Indeed, the use of an English equivalent of derriere would not be used when talking about a child. There are many forms such as "park your bum" or "sit your arse down", but this vocabulary seems too vulgar. Maybe "cheeks" or "buttocks" or "behind" are the most innocent words but I think using any of these would make the sentence sound quite disjointed.


----------



## Fergus

I quite agree - I forgot that we were talking about a child and therefore derriere would not be appropriate.

However Ratona I still feel that we have attempted to over complicate the issue and that it may be best to stick to your origional suggestion of she sat herself down.

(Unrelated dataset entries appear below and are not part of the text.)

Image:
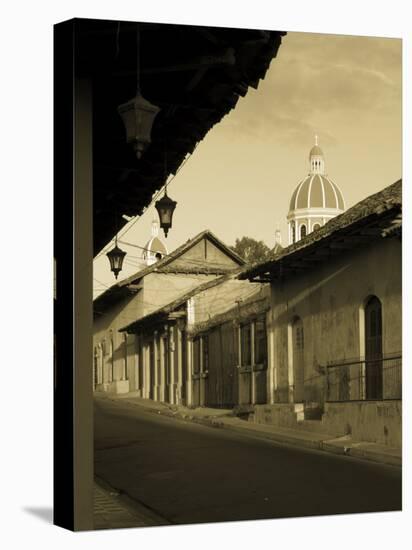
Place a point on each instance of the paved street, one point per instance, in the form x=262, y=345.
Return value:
x=188, y=473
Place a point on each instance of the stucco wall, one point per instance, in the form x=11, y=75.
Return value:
x=203, y=253
x=221, y=298
x=380, y=422
x=328, y=299
x=157, y=290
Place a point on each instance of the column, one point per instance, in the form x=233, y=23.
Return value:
x=83, y=307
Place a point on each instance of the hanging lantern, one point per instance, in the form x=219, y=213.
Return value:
x=165, y=208
x=138, y=116
x=116, y=257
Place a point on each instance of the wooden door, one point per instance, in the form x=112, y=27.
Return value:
x=184, y=367
x=229, y=363
x=166, y=366
x=298, y=360
x=214, y=379
x=373, y=348
x=151, y=370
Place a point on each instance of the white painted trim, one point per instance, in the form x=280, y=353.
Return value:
x=298, y=190
x=334, y=192
x=290, y=363
x=310, y=188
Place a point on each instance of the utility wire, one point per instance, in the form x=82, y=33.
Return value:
x=137, y=218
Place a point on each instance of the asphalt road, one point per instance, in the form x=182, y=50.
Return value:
x=188, y=473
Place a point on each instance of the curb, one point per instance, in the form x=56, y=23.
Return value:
x=334, y=445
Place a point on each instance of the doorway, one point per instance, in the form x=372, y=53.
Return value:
x=373, y=348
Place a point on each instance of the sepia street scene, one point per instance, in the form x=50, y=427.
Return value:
x=247, y=272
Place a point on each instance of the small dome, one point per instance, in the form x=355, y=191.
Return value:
x=316, y=151
x=317, y=191
x=154, y=246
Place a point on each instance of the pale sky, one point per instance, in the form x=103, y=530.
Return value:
x=239, y=180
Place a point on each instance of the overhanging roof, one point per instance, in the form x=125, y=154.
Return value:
x=194, y=74
x=377, y=216
x=165, y=265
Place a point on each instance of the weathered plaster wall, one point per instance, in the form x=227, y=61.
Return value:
x=380, y=422
x=158, y=289
x=328, y=299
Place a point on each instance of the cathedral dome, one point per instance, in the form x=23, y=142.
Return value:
x=153, y=246
x=315, y=200
x=154, y=249
x=316, y=151
x=317, y=191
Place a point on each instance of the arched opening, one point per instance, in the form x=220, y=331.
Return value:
x=297, y=346
x=373, y=348
x=95, y=368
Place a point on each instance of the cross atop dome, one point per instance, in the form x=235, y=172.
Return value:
x=315, y=200
x=155, y=248
x=316, y=159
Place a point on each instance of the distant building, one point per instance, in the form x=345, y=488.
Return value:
x=155, y=249
x=316, y=199
x=335, y=324
x=119, y=358
x=207, y=347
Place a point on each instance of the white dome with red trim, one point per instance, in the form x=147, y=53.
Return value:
x=315, y=200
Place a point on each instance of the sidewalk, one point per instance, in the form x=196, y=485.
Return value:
x=112, y=510
x=220, y=418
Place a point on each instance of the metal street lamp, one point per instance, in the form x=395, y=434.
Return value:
x=165, y=208
x=116, y=257
x=138, y=114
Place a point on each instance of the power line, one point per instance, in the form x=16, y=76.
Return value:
x=154, y=198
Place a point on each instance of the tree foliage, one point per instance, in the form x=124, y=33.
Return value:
x=251, y=250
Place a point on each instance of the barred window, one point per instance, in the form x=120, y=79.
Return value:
x=196, y=356
x=260, y=342
x=245, y=345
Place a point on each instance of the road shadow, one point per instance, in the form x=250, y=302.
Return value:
x=41, y=512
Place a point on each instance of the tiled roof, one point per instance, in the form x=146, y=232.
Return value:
x=381, y=213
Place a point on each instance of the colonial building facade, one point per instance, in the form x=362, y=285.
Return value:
x=117, y=355
x=316, y=199
x=334, y=327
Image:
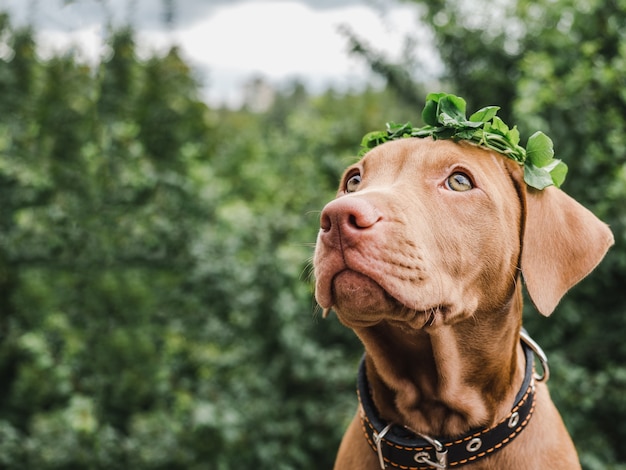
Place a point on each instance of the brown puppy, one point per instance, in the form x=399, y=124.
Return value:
x=421, y=255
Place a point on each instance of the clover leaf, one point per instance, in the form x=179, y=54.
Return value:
x=445, y=118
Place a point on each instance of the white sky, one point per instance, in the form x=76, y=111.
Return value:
x=231, y=42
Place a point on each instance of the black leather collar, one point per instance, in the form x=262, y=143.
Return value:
x=398, y=447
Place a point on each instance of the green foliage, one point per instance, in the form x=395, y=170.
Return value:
x=444, y=115
x=560, y=66
x=155, y=309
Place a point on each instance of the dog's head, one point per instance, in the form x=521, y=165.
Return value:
x=428, y=232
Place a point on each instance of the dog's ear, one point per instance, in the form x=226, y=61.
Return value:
x=562, y=243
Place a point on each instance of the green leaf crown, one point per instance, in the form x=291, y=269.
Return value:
x=444, y=115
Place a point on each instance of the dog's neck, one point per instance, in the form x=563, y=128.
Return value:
x=446, y=380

This avoids the whole bottom issue, which in my mind can only be a good thing - the poor girl in question must have started to develop a complex anyway!


----------



## suzi br

uspaul said:
			
		

> to use a non-offensive phrase and also something similar to the word derriere, one can say "take a seat" or "she took a seat.." To me it is close to the French phrase because in English the word "seat" can mean both "chair" and also "butt" (derriere).


 
Ah yes - this is a good idea - I've heard it used in the context of the seat of one's pants


----------



## Fergus

Thanks for the grammar correction by the way  se souvenir I was not aware of but les anglais aime!?!?!?!? I am deeply apologetic! That was one of my more slap-dash efforts! and les chose? I was obviously working too late...like I am now actually...

sorry  

fergus


----------



## river

Wanda waddled to the bus stop and *plunked her* weary *butt *on the concrete bench.She *sat her butt* in the chair. She *settled* *her* *butt* firmly in the chair.


----------